No, MS did a pretty miserable job at making Windows 10 great compared to Mac OS. And I have used both OS equally for along time. I am sure there are workarounds for every problem I described. But personally, I don't want to have to tweak my OS and keep installing tools and drivers until it eventually does behave (or crash due to one of the tools being installed). And I don't want to navigate though a mess of underequipped new menues before I find out that what I am looking for can only be accessed via old structures that are buried somewhere deeply ...
If Windows would indeed develop to an equally well designed OS and they would in some cases at least listen to their customers (e.g. wanting a easy option to be asked for Windows updates), I would have left Apple 5 years ago! In fact, I worked on Windows for 2 years before I got an older Mac Pro used, because I realised that there were so many annoying things that distracted me from working. As soon as you open Cubase, sure! There's not much of a difference (apart from the terrible video engine which Steinberg still seems to have problems with 2 years after QuickTime dropped PC support). But I also want the OS to play nice and this hardly seems to be the case to me with Windows 10. I am not saying Mac OS is all great, it sure isn't and there would also be quite a lot of things I would hope for ... but it is pretty easier to work with and produces less erratic behaviour than Windows 10 for sure.


----------



## FriFlo (Dec 17, 2017)

To bring both sides of the argument to peace: both Microsoft and Apple have messed up in the past. if Apple will build a great Mac Pro which will not maneuver them into a thermal design corner (using their own words), be user upgradable and remain in a sensible spot price wise (it can cost alittle more IMO, but not in the iMac pro range), I will buy it. If Microsoft on the other hand will clean up the mess of what they call an OS, I will change to Windows.
I honestly hope, both will be the case, as then we all have the choice! :-D But I am afraid both will not be the case which will leave us only the choice between two inferior designs. Microsoft has already started learning from Apples success in building more closed systems, charging premium prices (like their tablet range of products) and Apple has not really proven they had learned from their mistakes with the latest Mac.
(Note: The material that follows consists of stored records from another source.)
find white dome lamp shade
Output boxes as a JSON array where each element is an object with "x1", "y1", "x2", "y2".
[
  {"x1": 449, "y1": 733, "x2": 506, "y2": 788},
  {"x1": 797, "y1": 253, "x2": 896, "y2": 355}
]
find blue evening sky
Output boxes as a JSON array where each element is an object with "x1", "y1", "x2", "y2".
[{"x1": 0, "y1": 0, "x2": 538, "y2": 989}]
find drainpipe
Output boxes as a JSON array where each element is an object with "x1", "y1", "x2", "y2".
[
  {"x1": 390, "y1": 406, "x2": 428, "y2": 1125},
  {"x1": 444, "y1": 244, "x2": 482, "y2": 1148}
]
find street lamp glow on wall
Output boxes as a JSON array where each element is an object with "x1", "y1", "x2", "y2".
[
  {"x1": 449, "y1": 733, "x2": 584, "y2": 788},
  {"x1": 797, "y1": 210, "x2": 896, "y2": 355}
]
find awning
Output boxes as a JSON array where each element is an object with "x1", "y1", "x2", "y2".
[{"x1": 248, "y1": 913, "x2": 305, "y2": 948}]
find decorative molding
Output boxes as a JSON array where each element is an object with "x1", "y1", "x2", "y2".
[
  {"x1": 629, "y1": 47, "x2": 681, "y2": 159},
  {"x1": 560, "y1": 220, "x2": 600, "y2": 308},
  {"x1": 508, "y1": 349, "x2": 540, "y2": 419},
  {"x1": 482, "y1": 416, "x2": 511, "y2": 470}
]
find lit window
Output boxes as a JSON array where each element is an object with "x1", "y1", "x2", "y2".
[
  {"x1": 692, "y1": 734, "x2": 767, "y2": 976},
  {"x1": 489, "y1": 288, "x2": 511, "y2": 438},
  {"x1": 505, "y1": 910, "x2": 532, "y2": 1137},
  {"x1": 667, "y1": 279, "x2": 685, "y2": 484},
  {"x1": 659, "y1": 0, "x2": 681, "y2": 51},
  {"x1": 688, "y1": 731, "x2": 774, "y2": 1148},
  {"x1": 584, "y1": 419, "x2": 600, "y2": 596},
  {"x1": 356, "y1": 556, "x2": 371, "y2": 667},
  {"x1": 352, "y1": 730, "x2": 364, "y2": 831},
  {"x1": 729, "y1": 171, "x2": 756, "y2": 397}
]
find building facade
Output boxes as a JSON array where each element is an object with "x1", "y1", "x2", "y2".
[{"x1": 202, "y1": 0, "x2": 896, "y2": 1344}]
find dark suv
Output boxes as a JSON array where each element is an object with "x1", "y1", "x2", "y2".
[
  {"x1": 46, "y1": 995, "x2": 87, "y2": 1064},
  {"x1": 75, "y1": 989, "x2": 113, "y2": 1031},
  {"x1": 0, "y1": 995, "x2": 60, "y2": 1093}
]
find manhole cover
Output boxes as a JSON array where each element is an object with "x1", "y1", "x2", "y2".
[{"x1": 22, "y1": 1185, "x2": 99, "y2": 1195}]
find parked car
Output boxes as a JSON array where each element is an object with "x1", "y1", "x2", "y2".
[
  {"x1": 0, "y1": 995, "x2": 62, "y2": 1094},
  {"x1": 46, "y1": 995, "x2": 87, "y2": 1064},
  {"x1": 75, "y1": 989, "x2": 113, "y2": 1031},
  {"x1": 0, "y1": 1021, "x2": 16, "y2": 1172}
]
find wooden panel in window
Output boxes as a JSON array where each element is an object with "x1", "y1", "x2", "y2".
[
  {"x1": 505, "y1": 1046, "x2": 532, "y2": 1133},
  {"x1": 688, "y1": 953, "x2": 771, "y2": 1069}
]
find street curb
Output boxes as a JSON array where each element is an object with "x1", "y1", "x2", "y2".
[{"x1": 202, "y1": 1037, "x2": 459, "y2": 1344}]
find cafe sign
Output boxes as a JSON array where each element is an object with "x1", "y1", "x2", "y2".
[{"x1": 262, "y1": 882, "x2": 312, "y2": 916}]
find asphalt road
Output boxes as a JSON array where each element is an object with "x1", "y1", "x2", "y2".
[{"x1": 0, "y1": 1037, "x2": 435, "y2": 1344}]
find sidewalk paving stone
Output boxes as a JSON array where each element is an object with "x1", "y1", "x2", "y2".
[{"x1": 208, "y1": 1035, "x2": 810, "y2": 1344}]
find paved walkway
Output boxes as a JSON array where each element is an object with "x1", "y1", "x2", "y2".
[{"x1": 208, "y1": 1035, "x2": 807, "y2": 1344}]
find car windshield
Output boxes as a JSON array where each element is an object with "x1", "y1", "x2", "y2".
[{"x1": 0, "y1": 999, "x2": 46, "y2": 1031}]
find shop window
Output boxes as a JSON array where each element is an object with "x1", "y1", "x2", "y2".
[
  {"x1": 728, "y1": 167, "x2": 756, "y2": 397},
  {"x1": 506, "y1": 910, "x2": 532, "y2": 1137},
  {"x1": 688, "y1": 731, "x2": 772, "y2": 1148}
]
I would love to sound more optimistic, but I must confess, I can not ... same goes with sequencer software, where I cannot find the one company that does it all right. Which is why I will probably always stay with what I have. It is to much trouble to change your workflow and learn so many things from scratch only to find out that there are other problems coming with the new system ...


----------



## InLight-Tone (Dec 17, 2017)

FriFlo said:


> And this is the thing where I have to take on the other hat ... is it really? I had the highest hopes when the head of Windows 10 media development at Microsoft (can't remember his name, sorry ...) was talking about the future of midi in Windows and interesting ideas like integrating RTP midi (which is part of Mac OS since more than 10 years). I even wrote an email to him and was thrilled that he personally replied. Unfortunately, he said they had different priorities ATM, which meant I guess trying to catch up with iOS which is almost impossible at this point, I am afraid ... then there is that huge problem of windows 10 doing updates without your consent and all the possible workarounds could be destroyed by any update. Further, I had problems like windows audio engine producing problems with playback when you dare opening a YouTube video during Sibelius is running. Not to speak about the system preferences being buried deeply that you have problems finding them ... I mean, it would be great if they would have simplified them, but it is bad to now have two different preferences but in the easier version you often don't find what you are looking for ... I could go on like that ...
> No, MS did a pretty miserable job at making Windows 10 great compared to Mac OS. And I have used both OS equally for along time. I am sure there are workarounds for every problem I described. But personally, I don't want to have to tweak my OS and keep installing tools and drivers until it eventually does behave (or crash due to one of the tools being installed). And I don't want to navigate though a mess of underequipped new menues before I find out that what I am looking for can only be accessed via old structures that are buried somewhere deeply ...
> If Windows would indeed develop to an equally well designed OS and they would in some cases at least listen to their customers (e.g. wanting a easy option to be asked for Windows updates), I would have left Apple 5 years ago! In fact, I worked on Windows for 2 years before I got an older Mac Pro used, because I realised that there were so many annoying things that distracted me from working. As soon as you open Cubase, sure! There's not much of a difference (apart from the terrible video engine which Steinberg still seems to have problems with 2 years after QuickTime dropped PC support). But I also want the OS to play nice and this hardly seems to be the case to me with Windows 10. I am not saying Mac OS is all great, it sure isn't and there would also be quite a lot of things I would hope for ... but it is pretty easier to work with and produces less erratic behaviour than Windows 10 for sure.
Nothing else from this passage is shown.